The final step is the functional verification of living mice. In a bacteria-infected mouse model, a mouse model of dead bacteria-induced inflammation, and an infected wound model, the team systematically verified the anti-infective, anti-inflammatory, and pro-infected wound functions of the material, as well as the antibacterial, anti-inflammatory, and pro-infected wound healing effects of active metal borides from pathological sections and immunofluorescence levels. At this point, finally for this topic to draw a successful end.

For the research process, Bu Wenbo also said such a tidbits: "In the early stage of the experiment, we tried to synthesize a series of active metal borides that can be decomposed in water phase, and verify whether the material has the assumed antibacterial function.

The preliminary experimental results gave us a great surprise - the active metal borides of this series have excellent antibacterial activity. It is worth mentioning that different types of active metal borides are not the same for the antibacterial activity of the same bacteria; The same type of active metal borides also exhibit different antimicrobial activity for different species of bacteria."

This shows that the antibacterial function of different active metal borides is different, and there is still a lot of room in the future to explore the characteristics of various materials, explore the new antibacterial mechanism of materials, and optimize the antibacterial function of materials.

                                                                    "His arsenic, his sweetness."

When designing the material, Bu Wenbo inadvertently communicated with a researcher in the field of superconductivity, through which he learned that magnesium diboride, a classic material in the field, has a unique phenomenon of tidal decomposition that affects the performance of subsequent experiments.

"In reverse thinking, we found the inherent weakness of poor stability when applied to superconductivity, but this can be exploited by the biomedical field, and then turned into a unique performance advantage." Bu Wenbo said.

At the same time, the achievement was jointly completed by materials workers from Fudan University and biomedical researchers from the 10th People's Hospital Affiliated to Tongji University, which fully reflects the importance of cross-disciplinary and close cooperation between different disciplines. This cooperation mode also gives play to the respective advantages of universities and hospitals.

Next, the team will delve deeper into the unique "boron capture" material science mechanism of active metal borides. As mentioned earlier, in this study, they clearly observed the difference in "boron capture" performance between active metal borides and ordinary boric acid components, so the future will be explored from the perspective of polycentric bonding characteristics of boron-containing components of borides.
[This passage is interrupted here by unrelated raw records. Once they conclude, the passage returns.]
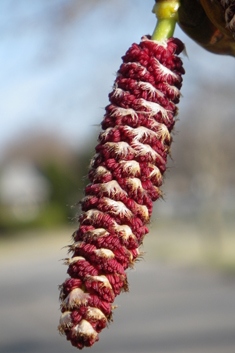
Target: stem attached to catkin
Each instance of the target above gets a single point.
(167, 15)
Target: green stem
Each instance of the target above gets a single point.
(167, 15)
(164, 29)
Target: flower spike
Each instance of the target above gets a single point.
(125, 178)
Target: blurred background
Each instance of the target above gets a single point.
(58, 61)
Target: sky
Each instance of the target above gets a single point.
(56, 78)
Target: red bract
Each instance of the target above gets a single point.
(125, 176)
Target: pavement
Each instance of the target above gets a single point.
(169, 309)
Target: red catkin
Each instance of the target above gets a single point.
(126, 174)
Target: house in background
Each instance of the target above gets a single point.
(23, 189)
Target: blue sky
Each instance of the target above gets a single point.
(59, 83)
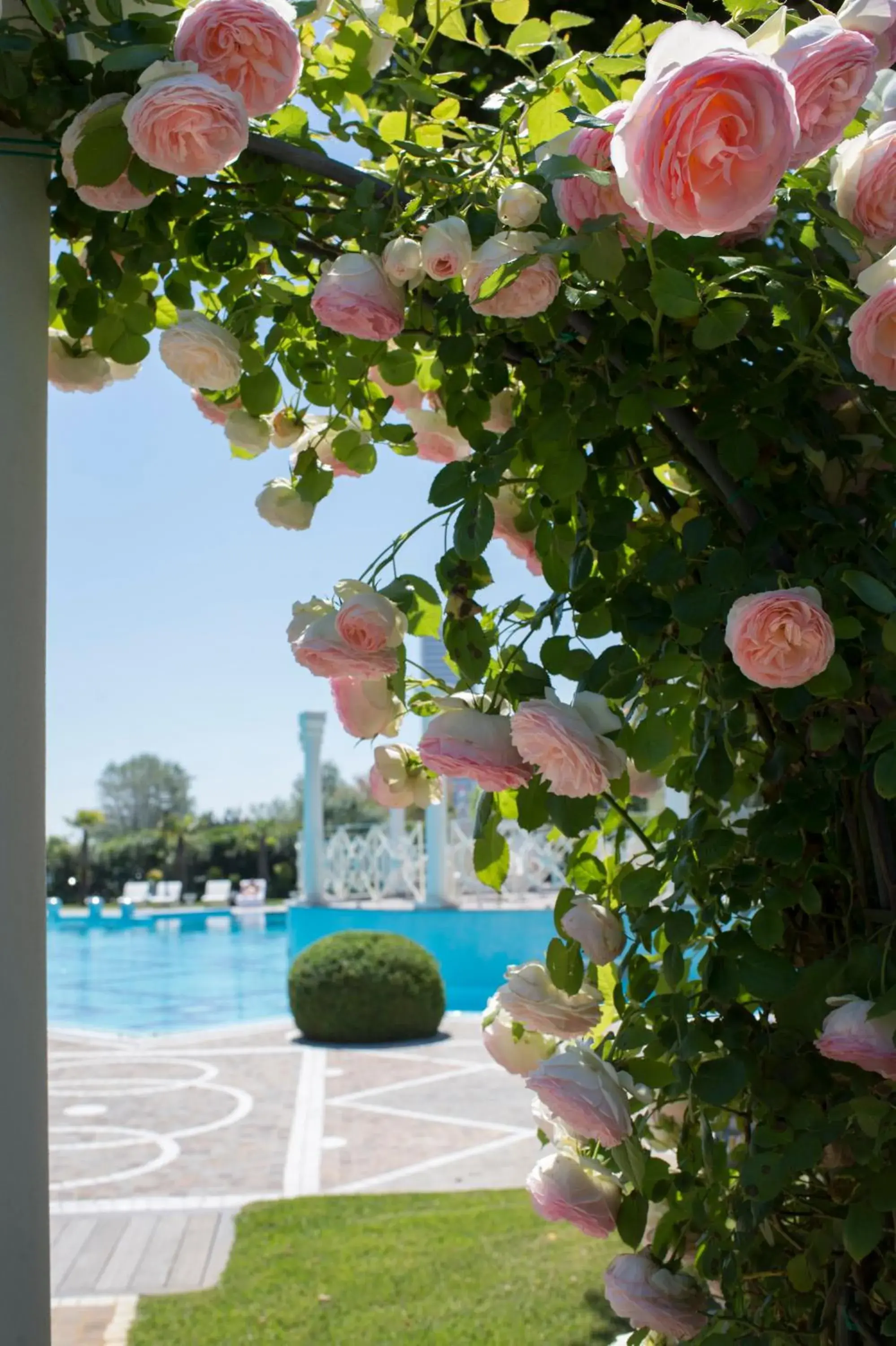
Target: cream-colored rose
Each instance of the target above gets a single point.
(284, 430)
(280, 505)
(514, 1048)
(400, 781)
(520, 205)
(70, 372)
(201, 353)
(403, 262)
(447, 248)
(247, 433)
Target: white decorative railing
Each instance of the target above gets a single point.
(378, 865)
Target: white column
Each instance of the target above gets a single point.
(25, 1233)
(311, 725)
(436, 838)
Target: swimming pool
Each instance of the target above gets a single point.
(167, 975)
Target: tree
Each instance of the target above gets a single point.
(665, 385)
(143, 792)
(89, 820)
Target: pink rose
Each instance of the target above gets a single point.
(120, 194)
(832, 70)
(321, 649)
(282, 505)
(356, 298)
(596, 928)
(568, 743)
(252, 46)
(369, 621)
(567, 1188)
(446, 249)
(522, 544)
(73, 372)
(516, 1049)
(650, 1295)
(848, 1034)
(469, 743)
(404, 396)
(872, 329)
(878, 21)
(186, 124)
(400, 781)
(214, 412)
(436, 441)
(501, 414)
(781, 638)
(366, 708)
(584, 1092)
(579, 198)
(708, 135)
(863, 175)
(531, 998)
(533, 290)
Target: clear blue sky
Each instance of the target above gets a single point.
(170, 597)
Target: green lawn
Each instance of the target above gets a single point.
(471, 1268)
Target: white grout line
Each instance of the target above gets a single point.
(431, 1116)
(302, 1169)
(411, 1170)
(159, 1205)
(409, 1084)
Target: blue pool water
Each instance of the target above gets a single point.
(166, 976)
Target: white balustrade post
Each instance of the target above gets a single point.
(311, 725)
(25, 1220)
(436, 838)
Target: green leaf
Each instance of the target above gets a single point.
(467, 647)
(863, 1231)
(130, 349)
(474, 527)
(653, 742)
(148, 179)
(720, 325)
(719, 1081)
(260, 393)
(397, 367)
(528, 37)
(103, 157)
(451, 484)
(505, 275)
(674, 294)
(886, 774)
(48, 14)
(564, 19)
(571, 816)
(491, 855)
(602, 255)
(448, 18)
(510, 11)
(871, 591)
(639, 887)
(631, 1220)
(135, 57)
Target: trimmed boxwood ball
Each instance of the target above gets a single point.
(365, 986)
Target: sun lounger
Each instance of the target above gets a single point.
(252, 893)
(136, 890)
(217, 892)
(167, 892)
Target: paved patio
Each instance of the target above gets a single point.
(158, 1142)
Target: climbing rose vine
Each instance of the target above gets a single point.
(639, 305)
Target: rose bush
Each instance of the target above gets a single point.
(631, 303)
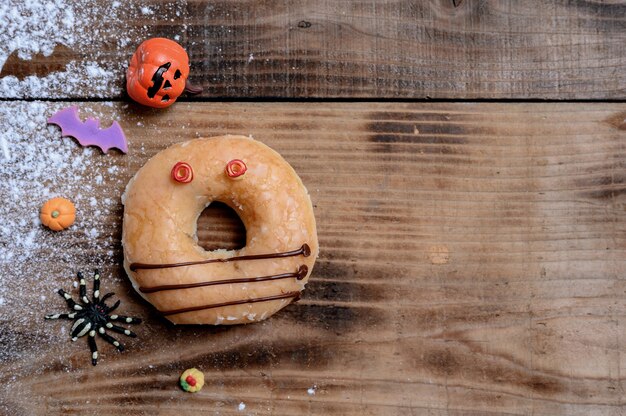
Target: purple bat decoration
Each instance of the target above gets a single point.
(88, 133)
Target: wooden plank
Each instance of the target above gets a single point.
(472, 262)
(366, 49)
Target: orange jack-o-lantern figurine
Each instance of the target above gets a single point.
(158, 73)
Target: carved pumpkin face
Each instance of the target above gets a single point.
(157, 73)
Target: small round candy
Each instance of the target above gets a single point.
(192, 380)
Second, the team will also explore new antimicrobial mechanisms of active metal borides "boron capture." As mentioned above, the antibacterial effect of different active metal borides on the same bacteria is not the same; For different bacteria, even the same active metal boride will show different activity.

Therefore, they will explore the molecular biological mechanisms involved to help identify antimicrobials with optimal function and find the best way to manufacture antimicrobials.

Of course, the team will also strive to advance the clinical conversion of active metal borides. At present, the achievement has been declared the relevant patent. Next, they will systematically study the safety of active metal borides in and out of organisms and develop related products such as hydrogels, powders and patches in order to evaluate the bioactivity and stability of these products, and ultimately promote clinical conversion.